18. Sometimes I see the value.

Recently it occurred to me very strongly: August’s death made me a member of the human race.

I spend a lot of time in my head. More than most other things, I think, I’m a thinker. Considering ideas; feeling my way through and around new theories; exploring my feelings and trying to root down to where they came from and why. These are the things that I do, pretty much constantly. Sometimes I drive my daughter, Pearl, around this city, and she babbles and plays in the back seat while I muse in the front seat, and then at some point I snort awake and think, “Oh! I haven’t said anything to Pearl this whole trip!” And I feel bad, and apologize to her: “I’m sorry, honey, I’m not ignoring you. I’ve just been…thinking.”

My point is that, of course, I have always been a member of the human race. But I live mostly in my head. I am a romantic and a storyteller, and I spend a lot of time telling myself stories about life, and trying to fit new layers, new experiences, into my grand, overarching story, my work-in-progress, my magnum opus: Being Human Here on Earth, Right Now.

Since August died, I have been so much more vulnerable to stories of others’ pain and loss. I am like a gigantic wound, one big raw nerve, a mass of pure emotion and empathy. People whose babies died kill me, of course, but it’s not just them; anyone feeling devastation and hopelessness makes me cry in commiseration.

I think I’m winding around what I’m trying to express because I’m not quite sure what, exactly, that is. It may be really simple. Let’s see:

Living within the pretty, strange and terrible stories inside my head sometimes distances me from life, truth, and what it really is to be human — which is ironic, since that concern (what it is to be human; what life is for, what it means, what we should do while we’re here, and why) is the central focus of my in-my-head musings.

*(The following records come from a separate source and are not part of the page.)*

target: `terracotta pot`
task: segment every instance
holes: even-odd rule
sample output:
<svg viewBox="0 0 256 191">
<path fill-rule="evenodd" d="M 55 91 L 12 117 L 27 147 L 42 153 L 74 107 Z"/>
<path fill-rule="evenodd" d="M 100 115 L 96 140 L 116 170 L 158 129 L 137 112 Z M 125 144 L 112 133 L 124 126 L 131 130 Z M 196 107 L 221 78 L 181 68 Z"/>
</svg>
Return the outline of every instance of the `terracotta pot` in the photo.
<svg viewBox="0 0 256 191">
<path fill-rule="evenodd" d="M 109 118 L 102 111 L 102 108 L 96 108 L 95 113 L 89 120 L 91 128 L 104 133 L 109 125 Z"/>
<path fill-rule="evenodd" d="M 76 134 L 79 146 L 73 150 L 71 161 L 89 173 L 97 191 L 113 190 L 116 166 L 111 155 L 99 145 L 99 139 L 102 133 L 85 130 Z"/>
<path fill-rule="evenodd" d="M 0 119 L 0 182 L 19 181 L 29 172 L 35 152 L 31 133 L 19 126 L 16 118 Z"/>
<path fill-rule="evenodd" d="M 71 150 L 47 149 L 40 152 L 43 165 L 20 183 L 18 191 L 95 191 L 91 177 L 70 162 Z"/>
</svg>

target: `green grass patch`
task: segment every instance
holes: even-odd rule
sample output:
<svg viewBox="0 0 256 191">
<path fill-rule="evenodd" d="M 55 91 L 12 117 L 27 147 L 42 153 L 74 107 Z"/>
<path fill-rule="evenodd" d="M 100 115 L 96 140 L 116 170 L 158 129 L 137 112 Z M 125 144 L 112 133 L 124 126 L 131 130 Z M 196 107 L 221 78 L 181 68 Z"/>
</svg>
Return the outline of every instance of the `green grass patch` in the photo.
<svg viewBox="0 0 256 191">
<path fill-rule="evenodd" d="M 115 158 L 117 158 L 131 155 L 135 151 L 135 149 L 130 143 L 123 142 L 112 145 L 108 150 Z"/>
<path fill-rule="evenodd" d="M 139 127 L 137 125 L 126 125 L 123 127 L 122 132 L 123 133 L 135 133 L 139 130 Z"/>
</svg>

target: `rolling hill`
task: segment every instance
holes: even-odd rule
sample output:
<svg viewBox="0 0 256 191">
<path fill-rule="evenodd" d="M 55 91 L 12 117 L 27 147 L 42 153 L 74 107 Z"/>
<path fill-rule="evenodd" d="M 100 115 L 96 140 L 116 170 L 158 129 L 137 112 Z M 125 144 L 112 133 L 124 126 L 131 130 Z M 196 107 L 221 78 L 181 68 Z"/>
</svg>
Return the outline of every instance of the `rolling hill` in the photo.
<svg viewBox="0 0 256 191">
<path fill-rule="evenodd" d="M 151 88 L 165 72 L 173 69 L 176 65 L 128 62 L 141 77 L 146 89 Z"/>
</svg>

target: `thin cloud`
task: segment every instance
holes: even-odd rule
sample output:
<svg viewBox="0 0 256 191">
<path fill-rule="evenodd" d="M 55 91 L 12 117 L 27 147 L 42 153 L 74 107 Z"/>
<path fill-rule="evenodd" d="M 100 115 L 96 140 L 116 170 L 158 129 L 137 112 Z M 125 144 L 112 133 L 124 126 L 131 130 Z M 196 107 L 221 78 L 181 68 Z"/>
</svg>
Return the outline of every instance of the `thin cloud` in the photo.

August’s death made me more human because it put me really, firmly, in the same boat with everyone else. Where I already was, but didn’t know it. Now I do.

Sometimes I walk around filled with my own sadness, my own story of sadness: This is what happened to me. My son died and everything changed forever. I am a sadder person now, and I always will be. Sometimes I tell that story.

Just recently, though, I had the very quick follow-up realization that — wow — I’m not the only one. Most people are walking around carrying their own heavy story. Loss, depression, addiction, abuse; whatever it is, most of us are wounded. I’m not alone or unique in this in any way.

That is such a beautiful thing for me to realize, and it’s humbling. I’m glad to be here with the rest of you. Right where I’ve been all along, and just didn’t know it till now.